Michigan GOP officials continue to push baseless conspiracy theories about the election, report finds

Jul 7, 2021 at 4:05 pm
click to enlarge Former state Sen. Patrick Colbeck, a prominent conspiracy theorist, often speaks at local GOP events. - Steve Neavling
Steve Neavling
Former state Sen. Patrick Colbeck, a prominent conspiracy theorist, often speaks at local GOP events.

As Republicans on the state and national level begin to move past false claims of election fraud, many local GOP leaders in Michigan continue to peddle baseless conspiracy theories.

Progress Michigan, a progressive advocacy group, reviewed Facebook pages and groups controlled by county Republican parties and found that 64% of them have pushed election lies between Nov. 3 and June 30. Of the active Facebook pages, an astounding 98% have alluded to false claims of electoral wrongdoing.

The county Republican parties have organized “Stop the Steal” rallies, held prayer vigils, screened documentaries that espouse baseless election fraud claims, and hosted speaking engagements with conspiracy theorists, such as MyPillow CEO Mike Lindell and former state Sen. Patrick Colbeck.

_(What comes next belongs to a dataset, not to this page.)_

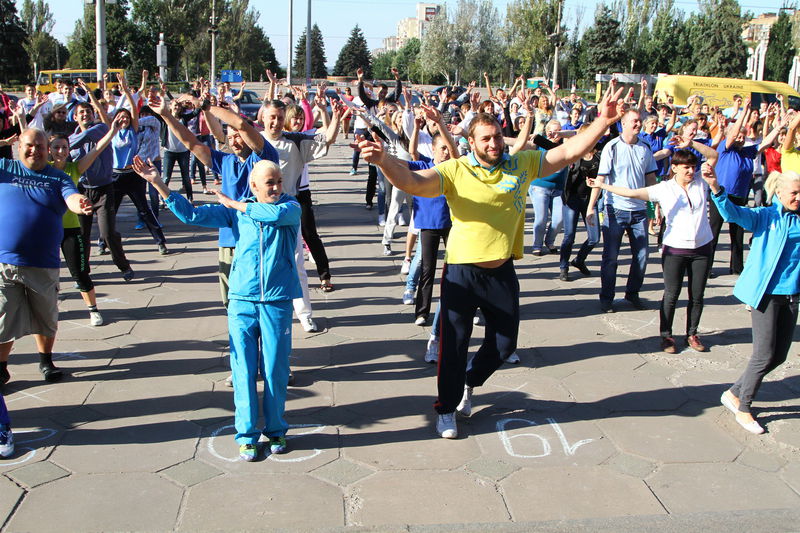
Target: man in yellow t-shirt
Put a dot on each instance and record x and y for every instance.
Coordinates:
(486, 192)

“This push for The Big Lie goes beyond sharing misinformation and spreading conspiracy theories online, migrating to offline calls to action in the form of calls to legislators, 'Stop the Steal' rallies, and even organized efforts to attend the events in the nation’s Capitol on January 6th, which resulted in a violent insurrection to pressure Congress to overturn the results of the election,” states the report, entitled “The Big Lie: How Michigan Republican County Parties are still hanging onto the myth of election fraud.”

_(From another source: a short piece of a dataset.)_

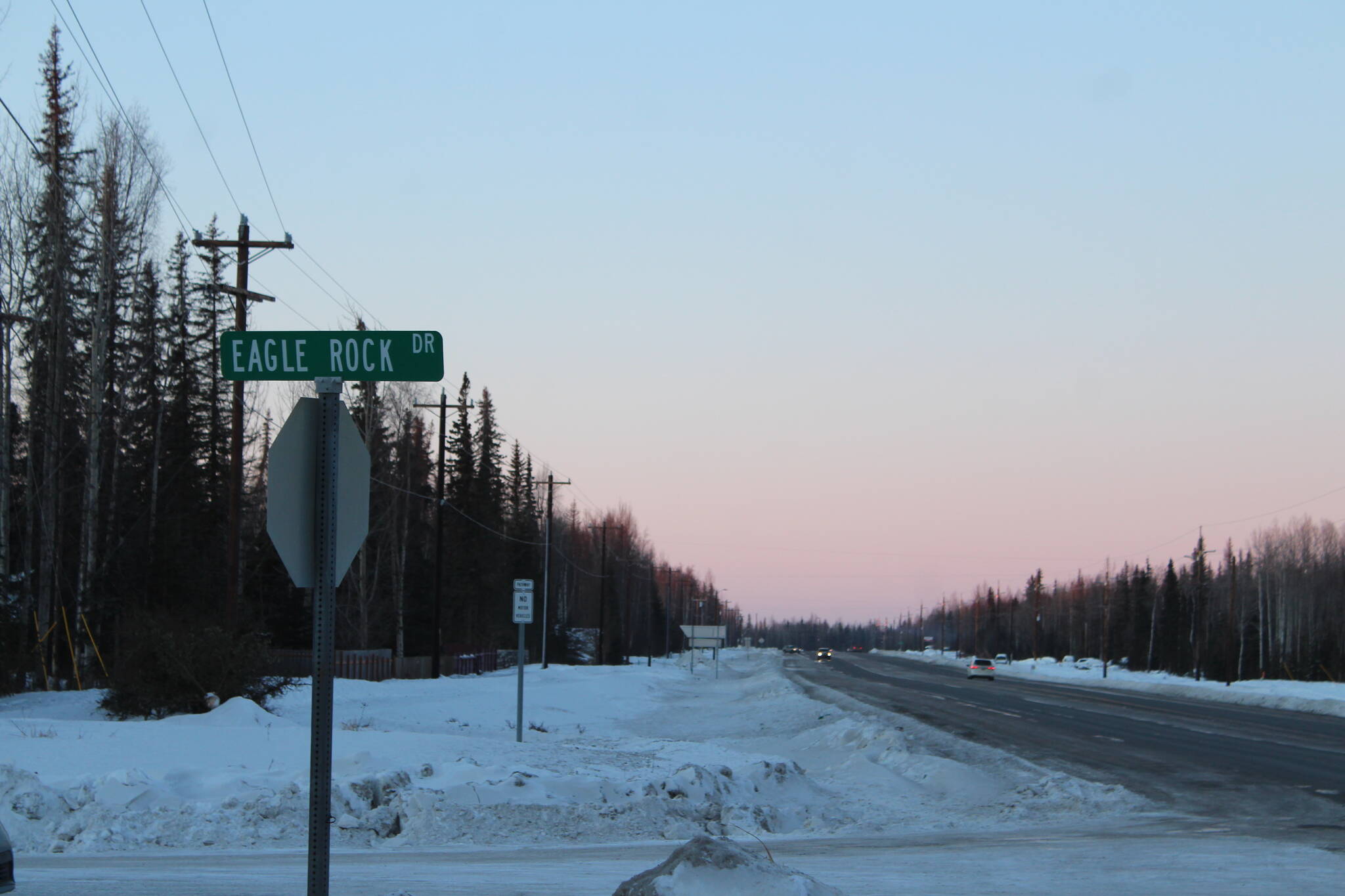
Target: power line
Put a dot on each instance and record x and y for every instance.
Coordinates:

Some expected the incendiary rhetoric to cool down after the Republican-controlled Senate Oversight Committee released a report last month that concluded there was no evidence of widespread election fraud. But that didn’t happen.

“There has been very little reaction to the report,” Erin Lodes, digital and data researcher for Progress Michigan, said at a news conference Wednesday. “The only real interaction with it has been to push back on it. It has been a negative reaction.”

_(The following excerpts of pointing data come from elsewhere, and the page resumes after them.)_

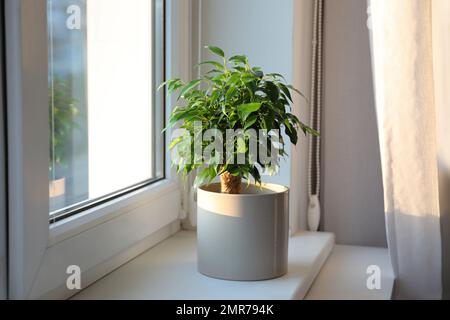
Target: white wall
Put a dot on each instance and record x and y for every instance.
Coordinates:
(352, 191)
(441, 51)
(260, 29)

County Republican officials play an outsized role in shaping the party’s future because they recruit and promote candidates to run for office and help get out the vote. In Michigan, those officials are still embracing former President Donald Trump as the face of the party’s future.

Polls continue to show that Trump is still popular within the party. More than half of Republicans said Trump is the “true president,” according to a recent Reuters/Ipsos poll.

False claims about election fraud prompted Michigan lawmakers in March to introduce a 39-bill package that would curtail voting access, impose restrictions on absentee ballots, limit the secretary of state’s ability to assist voters, and make it easier for political appointees to overturn elections.

Sam Inglot, deputy director of Progress Michigan, called on Republicans to “get on board with reality and undo the damage they have caused.”

“The worst thing we can do is nothing,” Inglot said.